Peripheral T cell lymphoma not otherwise specified (PTCL-NOS) comprises heterogeneous lymphoid malignancies characterized by pleomorphic lymphocytes and variable inflammatory cell-rich tumor microenvironment. Genetic drivers in PTCL-NOS include genomic alterations affecting the VAV1 oncogene; however, their specific role and mechanisms in PTCL-NOS remain incompletely understood. Here we show that expression of Vav1-Myo1f, a recurrent PTCL-associated VAV1 fusion, induces oncogenic transformation of CD4 ⁺ T cells. Notably, mouse Vav1-Myo1f lymphomas show T helper type 2 features analogous to high-risk GATA3 ⁺ human PTCL. Single-cell transcriptome analysis reveals that Vav1-Myo1f alters T cell differentiation and leads to accumulation of tumor-associated macrophages (TAMs) in the tumor microenvironment, a feature linked with aggressiveness in human PTCL. Importantly, therapeutic targeting of TAMs induces strong anti-lymphoma effects, highlighting the lymphoma cells’ dependency on the microenvironment. These results demonstrate an oncogenic role for Vav1-Myo1f in the pathogenesis of PTCL, involving deregulation in T cell polarization, and identify the lymphoma-associated macrophage-tumor microenvironment as a therapeutic target in PTCL.

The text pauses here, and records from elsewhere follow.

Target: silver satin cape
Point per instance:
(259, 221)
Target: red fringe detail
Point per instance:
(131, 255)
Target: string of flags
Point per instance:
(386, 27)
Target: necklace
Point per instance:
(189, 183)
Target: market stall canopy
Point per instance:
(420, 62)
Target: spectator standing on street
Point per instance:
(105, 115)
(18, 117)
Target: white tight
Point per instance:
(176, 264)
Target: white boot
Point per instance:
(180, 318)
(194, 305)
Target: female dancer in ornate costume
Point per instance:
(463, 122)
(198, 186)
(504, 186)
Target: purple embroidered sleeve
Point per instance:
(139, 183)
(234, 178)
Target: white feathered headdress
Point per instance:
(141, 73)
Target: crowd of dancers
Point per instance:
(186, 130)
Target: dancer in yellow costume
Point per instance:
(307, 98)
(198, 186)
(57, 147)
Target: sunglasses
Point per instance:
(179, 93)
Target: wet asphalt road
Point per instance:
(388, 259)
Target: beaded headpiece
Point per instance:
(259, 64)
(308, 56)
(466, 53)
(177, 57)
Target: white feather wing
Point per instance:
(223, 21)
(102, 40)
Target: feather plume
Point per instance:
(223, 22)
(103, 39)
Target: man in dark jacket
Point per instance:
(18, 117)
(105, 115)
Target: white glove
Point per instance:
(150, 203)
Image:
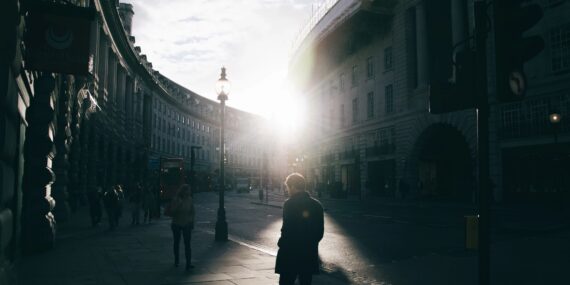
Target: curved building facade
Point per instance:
(71, 128)
(364, 68)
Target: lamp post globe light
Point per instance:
(222, 89)
(555, 122)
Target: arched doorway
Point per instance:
(444, 164)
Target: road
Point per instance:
(395, 245)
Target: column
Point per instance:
(38, 222)
(62, 145)
(422, 47)
(458, 22)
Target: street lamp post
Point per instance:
(192, 163)
(555, 121)
(223, 89)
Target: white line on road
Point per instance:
(247, 244)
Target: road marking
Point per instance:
(247, 244)
(377, 216)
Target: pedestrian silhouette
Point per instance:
(181, 209)
(302, 230)
(147, 203)
(136, 204)
(111, 201)
(95, 211)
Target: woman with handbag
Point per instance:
(181, 209)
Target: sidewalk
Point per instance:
(142, 254)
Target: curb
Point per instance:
(268, 205)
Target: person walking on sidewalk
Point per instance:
(136, 204)
(95, 211)
(111, 201)
(181, 209)
(302, 230)
(147, 204)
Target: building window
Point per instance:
(370, 67)
(389, 99)
(411, 47)
(354, 110)
(331, 118)
(342, 118)
(370, 105)
(388, 58)
(354, 78)
(560, 47)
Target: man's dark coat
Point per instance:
(303, 228)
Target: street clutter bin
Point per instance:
(471, 232)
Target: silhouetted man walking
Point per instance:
(302, 230)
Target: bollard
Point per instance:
(471, 232)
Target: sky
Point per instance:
(190, 40)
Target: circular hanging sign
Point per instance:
(517, 82)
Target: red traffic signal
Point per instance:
(512, 19)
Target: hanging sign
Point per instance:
(58, 39)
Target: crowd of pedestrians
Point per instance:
(301, 232)
(139, 200)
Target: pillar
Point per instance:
(422, 47)
(38, 222)
(63, 140)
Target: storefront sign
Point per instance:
(58, 39)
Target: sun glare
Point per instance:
(287, 115)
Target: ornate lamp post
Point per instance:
(222, 89)
(555, 121)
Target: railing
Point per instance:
(531, 117)
(316, 16)
(349, 154)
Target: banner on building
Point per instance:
(58, 39)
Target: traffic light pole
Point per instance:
(482, 140)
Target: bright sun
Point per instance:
(287, 114)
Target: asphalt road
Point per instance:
(395, 245)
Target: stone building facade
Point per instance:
(63, 136)
(365, 67)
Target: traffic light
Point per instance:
(512, 19)
(460, 94)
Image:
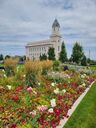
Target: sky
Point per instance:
(23, 21)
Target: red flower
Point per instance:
(13, 126)
(19, 89)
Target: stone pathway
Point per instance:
(63, 121)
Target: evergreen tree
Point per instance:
(51, 54)
(43, 57)
(84, 61)
(63, 53)
(77, 53)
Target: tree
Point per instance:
(84, 61)
(51, 54)
(63, 53)
(43, 57)
(77, 53)
(1, 57)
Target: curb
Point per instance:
(77, 102)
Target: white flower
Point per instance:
(9, 87)
(56, 91)
(50, 110)
(64, 90)
(53, 102)
(53, 84)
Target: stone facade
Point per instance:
(35, 49)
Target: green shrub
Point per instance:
(10, 66)
(32, 70)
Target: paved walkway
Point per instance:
(63, 121)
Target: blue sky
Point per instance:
(23, 21)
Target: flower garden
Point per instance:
(38, 94)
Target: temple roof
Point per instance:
(55, 23)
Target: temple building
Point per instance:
(35, 49)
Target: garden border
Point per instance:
(77, 102)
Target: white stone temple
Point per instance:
(35, 49)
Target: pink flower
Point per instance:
(33, 113)
(15, 98)
(13, 126)
(29, 89)
(42, 108)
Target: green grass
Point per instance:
(85, 114)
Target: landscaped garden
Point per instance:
(85, 114)
(39, 93)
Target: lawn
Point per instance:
(85, 114)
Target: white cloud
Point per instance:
(27, 20)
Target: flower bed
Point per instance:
(44, 105)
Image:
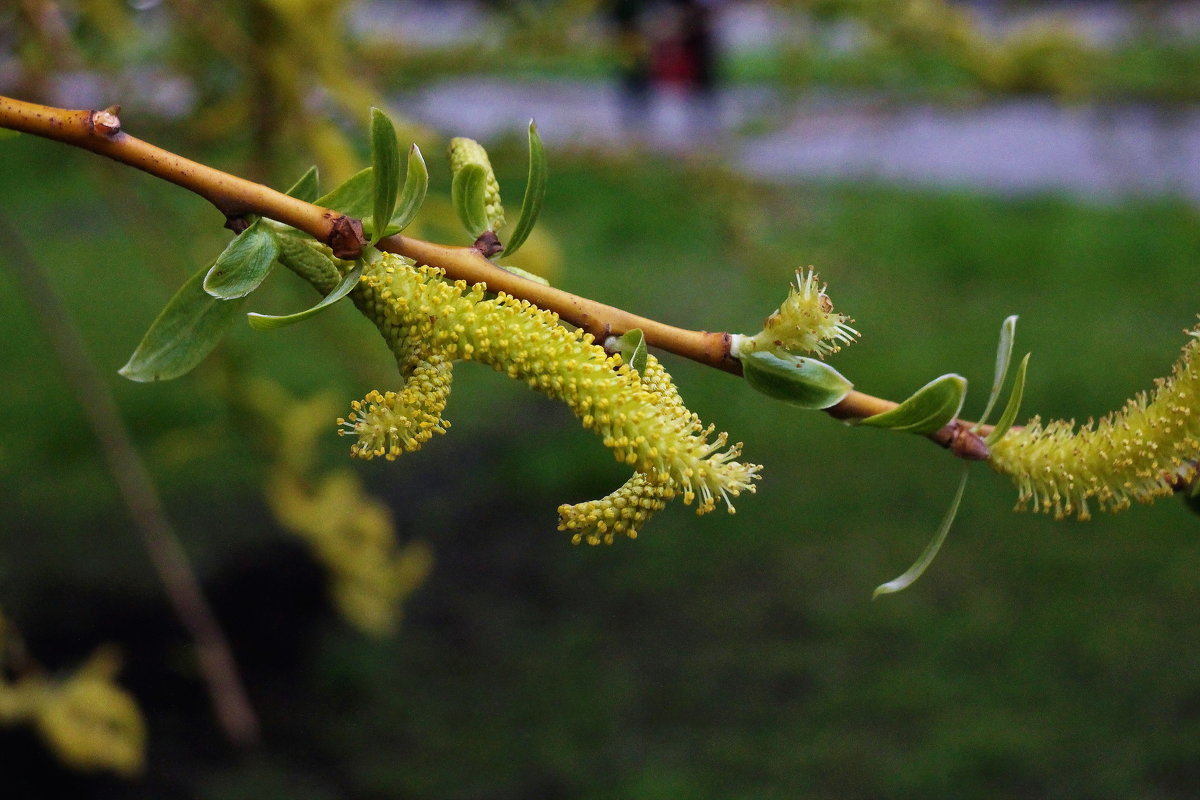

Cortes et al. show that expression of Vav1-Myo1f, a recurrent peripheral T cell lymphoma (PTCL)-associated VAV1 fusion, induces CD4 ⁺ T cell lymphoma with features analogous to high-risk GATA3 ⁺ human PTCL. Expression of Vav1-Myo1f induces recruitment of tumor-associated macrophages to the tumor microenvironment that can be targeted for therapeutic intervention in PTCL.